西ドイツが、冷戦体制下で西側に受け入れてもらうために、ユダヤ人虐殺問題と何らかの折り合いをつける必要に迫られたとき、人々は、道徳的議論の焦点を大量虐殺から性的問題へと移行させる戦略をとった。家族と性に関する保守主義こそ不朽のドイツ的価値であると強調することが、かつてナチズムに熱狂したことを、視界からも、その後の記憶からも隠す手段になったのだ。そして、同性愛嫌悪は、キリスト教の庇護のもとで、新たな正当性を与えられることになる。
しかし、1963年に始まるアウシュヴィッツ裁判によって風向きが変わる。その後、リベラル派と急進派は、性の問題に関してキリスト教保守派とナチスとの間には強い同質性があるという考え方を武器に、有力な保守派の代弁者たちを守勢に立たせ、性についての道徳的規準を書き換えることに成功する。
登場人物の図式が、3つの時代を通して変化していく
本作の3つの時代は、こうした変化に対応している。1945年は「相対的に寛容で曖昧」な時期に、1957年は性的保守主義の真っ只中の時期に、1968年は保守派とリベラル派や急進派の立場が逆転していく時期にあたる。マイゼ監督は、そんな3つの時代の背景をほとんど説明することなく、ハンスと他の囚人との個人的な関係を描くだけで、性以外の社会や政治を想像させる。

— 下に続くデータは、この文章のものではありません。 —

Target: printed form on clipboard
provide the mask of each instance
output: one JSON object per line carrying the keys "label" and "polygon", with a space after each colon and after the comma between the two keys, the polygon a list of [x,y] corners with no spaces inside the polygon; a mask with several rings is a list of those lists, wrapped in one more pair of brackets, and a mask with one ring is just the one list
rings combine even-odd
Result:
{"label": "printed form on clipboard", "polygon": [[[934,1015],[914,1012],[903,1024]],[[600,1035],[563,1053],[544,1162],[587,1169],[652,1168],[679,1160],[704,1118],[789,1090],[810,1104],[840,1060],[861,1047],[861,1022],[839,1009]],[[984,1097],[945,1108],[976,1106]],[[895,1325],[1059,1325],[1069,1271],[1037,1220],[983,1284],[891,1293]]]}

見逃せないのは、登場人物の図式が、3つの時代を通して変化していくことだ。ハンスは、1957年には、恋人のオスカーと一緒に投獄される。1968年には、公衆トイレで出会って、ともに捕まったレオと親密になっていく。このハンスとオスカーやレオとの関係を描くだけなら、本作は性から視点が広がることはなかっただろう。

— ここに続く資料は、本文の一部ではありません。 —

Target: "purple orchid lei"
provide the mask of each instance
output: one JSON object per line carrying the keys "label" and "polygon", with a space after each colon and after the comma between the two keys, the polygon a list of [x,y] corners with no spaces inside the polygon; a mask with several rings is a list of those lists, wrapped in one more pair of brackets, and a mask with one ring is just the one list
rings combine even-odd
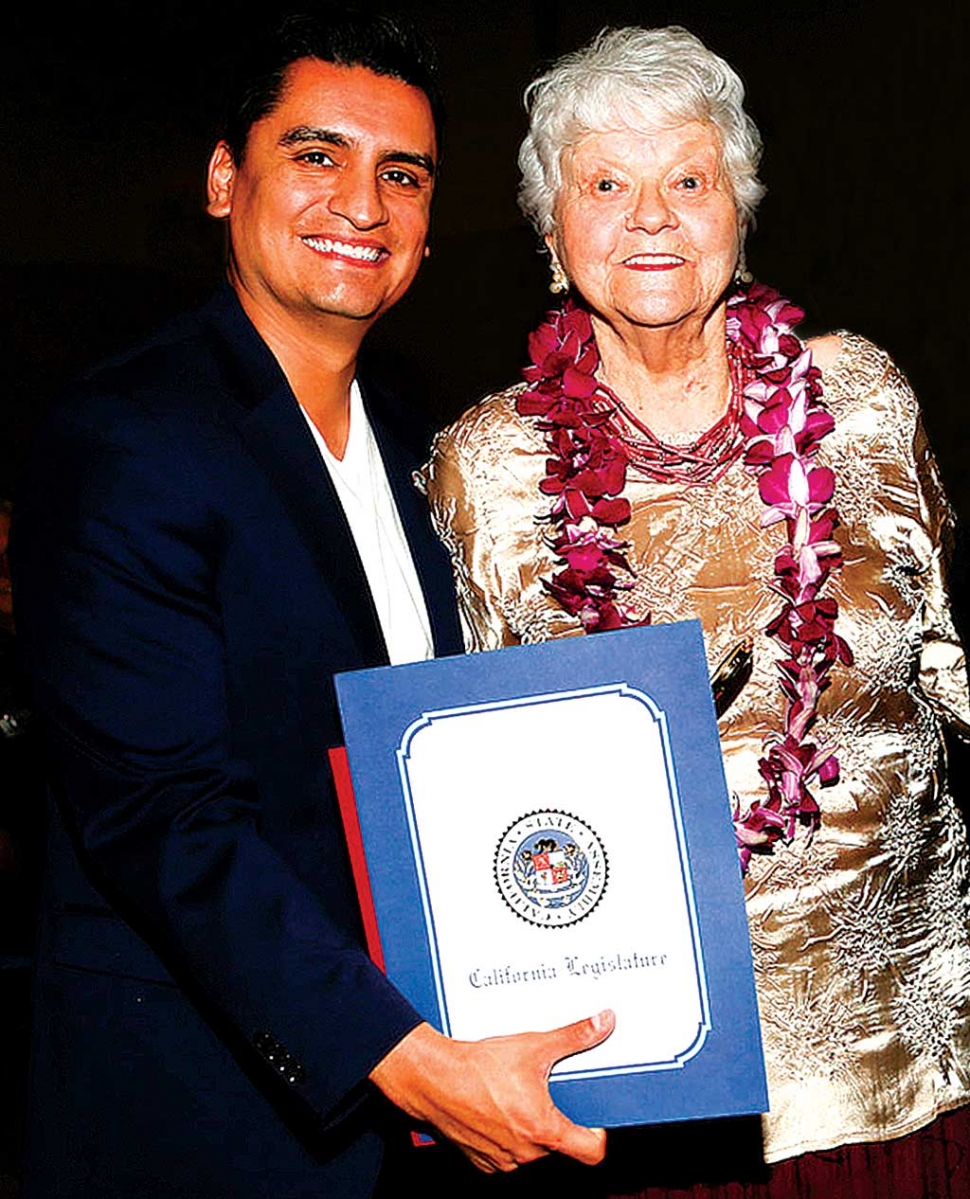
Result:
{"label": "purple orchid lei", "polygon": [[[759,283],[728,300],[728,339],[751,368],[741,414],[744,464],[758,475],[766,505],[762,524],[784,522],[788,536],[769,584],[781,597],[781,610],[764,630],[785,652],[778,662],[784,719],[781,730],[765,739],[759,762],[766,798],[734,813],[743,873],[752,853],[771,853],[777,841],[790,842],[799,825],[809,834],[818,827],[810,788],[816,781],[835,782],[839,765],[833,747],[817,745],[809,732],[832,666],[852,662],[835,632],[838,605],[821,595],[842,564],[832,536],[838,524],[830,506],[835,476],[814,461],[834,421],[822,403],[811,351],[792,332],[803,316]],[[630,457],[596,381],[599,352],[589,314],[567,300],[531,335],[529,356],[532,364],[523,372],[529,387],[516,408],[535,417],[546,435],[549,457],[539,486],[552,497],[548,520],[560,567],[543,586],[587,633],[646,624],[649,616],[623,603],[633,572],[617,528],[631,514],[622,495]]]}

だが本作にはもうひとり、ヴィクトールという同性愛者ではない重要な人物が登場する。1945年にハンスがナチスの強制収容所から刑務所に移送されたとき、ヴィクトールはすでにそこにいて、ふたりは同房になる。そのヴィクトールは殺人罪で服役しているため、ハンスが刑務所に舞い戻ると必ず出会う。しかも再会するだけでなく、彼らの関係は、ハンスとオスカーやレオとの関係を凌駕していく。
では、それはどんな関係なのか。1945年、ヴィクトールは同房になったハンスが175条違反者と知った途端、同性愛嫌悪を露わにして、彼を追い出そうとする。そして、仕方なく受け入れたあとも、「触ったら殺す」と息巻いている。ところが、ハンスの腕に彫られた番号から彼が強制収容所にいたことに気づくと、態度が変わり、腕の番号を新しい入れ墨で覆うことを提案し、それを実行する。

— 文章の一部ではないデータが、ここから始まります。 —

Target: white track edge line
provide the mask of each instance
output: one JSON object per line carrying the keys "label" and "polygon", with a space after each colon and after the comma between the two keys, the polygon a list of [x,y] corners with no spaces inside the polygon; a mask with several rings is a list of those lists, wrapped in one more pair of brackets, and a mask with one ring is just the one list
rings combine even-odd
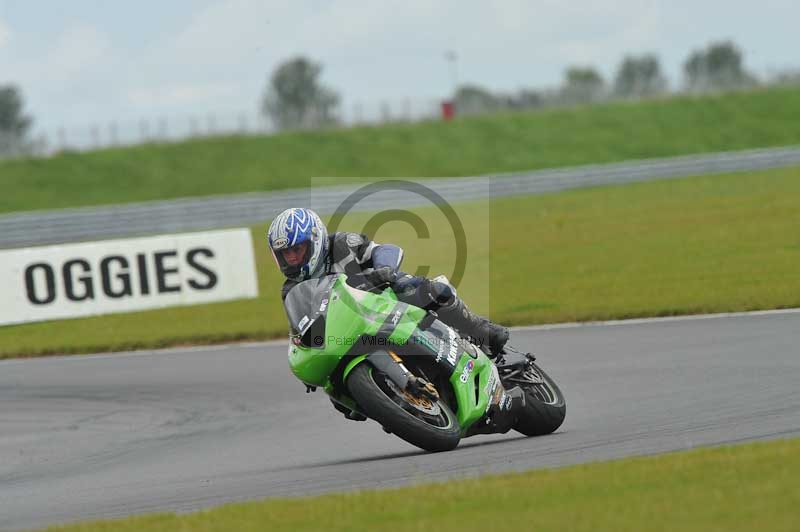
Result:
{"label": "white track edge line", "polygon": [[724,318],[746,318],[753,316],[776,316],[782,314],[800,314],[800,308],[776,310],[751,310],[744,312],[719,312],[716,314],[686,314],[683,316],[661,316],[656,318],[631,318],[627,320],[575,321],[567,323],[549,323],[544,325],[521,325],[511,327],[512,331],[547,331],[553,329],[577,329],[581,327],[613,327],[618,325],[645,325],[650,323],[666,323],[673,321],[717,320]]}

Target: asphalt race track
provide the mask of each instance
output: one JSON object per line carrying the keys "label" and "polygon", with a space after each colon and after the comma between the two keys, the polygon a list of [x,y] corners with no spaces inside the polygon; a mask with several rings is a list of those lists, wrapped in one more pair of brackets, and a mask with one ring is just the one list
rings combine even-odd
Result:
{"label": "asphalt race track", "polygon": [[0,362],[0,529],[800,436],[800,313],[523,329],[555,434],[419,452],[306,395],[283,344]]}

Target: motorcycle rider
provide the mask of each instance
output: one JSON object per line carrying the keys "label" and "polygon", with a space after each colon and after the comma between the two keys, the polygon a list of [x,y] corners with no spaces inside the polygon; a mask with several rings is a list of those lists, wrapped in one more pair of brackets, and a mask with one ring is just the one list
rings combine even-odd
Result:
{"label": "motorcycle rider", "polygon": [[[403,250],[378,244],[366,235],[336,232],[331,235],[314,211],[290,208],[280,213],[267,233],[270,251],[286,277],[281,297],[296,284],[328,273],[345,273],[358,288],[388,284],[400,301],[435,311],[438,318],[497,356],[508,341],[506,327],[476,316],[449,284],[399,270]],[[486,350],[486,349],[485,349]]]}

ドイツの戦後と切り離せない「過去の克服」の重さや複雑さ
ヴィクトールはハンスを通して過去と向き合うことになったといえる。ナチスを支持して戦った彼が、いままた同性愛嫌悪に駆り立てられて行動すれば、何も変わっていないことになる。そんな彼がハンスに触れて、入れ墨を入れることは、自分の過去を消そうとすることも意味する。
それを踏まえると、性的保守主義の真っ只中にある1957年のドラマもより印象深くなる。同性愛者には絶望感が重くのしかかり、ハンスは激しい喪失に打ちのめされる。そのときヴィクトールは、他の囚人や看守の目も気にせず、彼を抱きしめる。それは性的保守主義に対抗する態度と見ることもできるだろう。
そんなふうにしてハンスとヴィクトールは、3つの時代を通して、同性愛者同士の関係とは異なる特別な関係を築いている。だからこそ、175条が改正され、ハンスが出所したとき、彼にとって性的自由はもはや重要なものではなくなっている。ハンスとヴィクトールは、過去と向き合い、それを乗りこえようともがいてきた。そんなふたりの関係には、ドイツの戦後と切り離せない「過去の克服」の重さや複雑さを感じとることができる。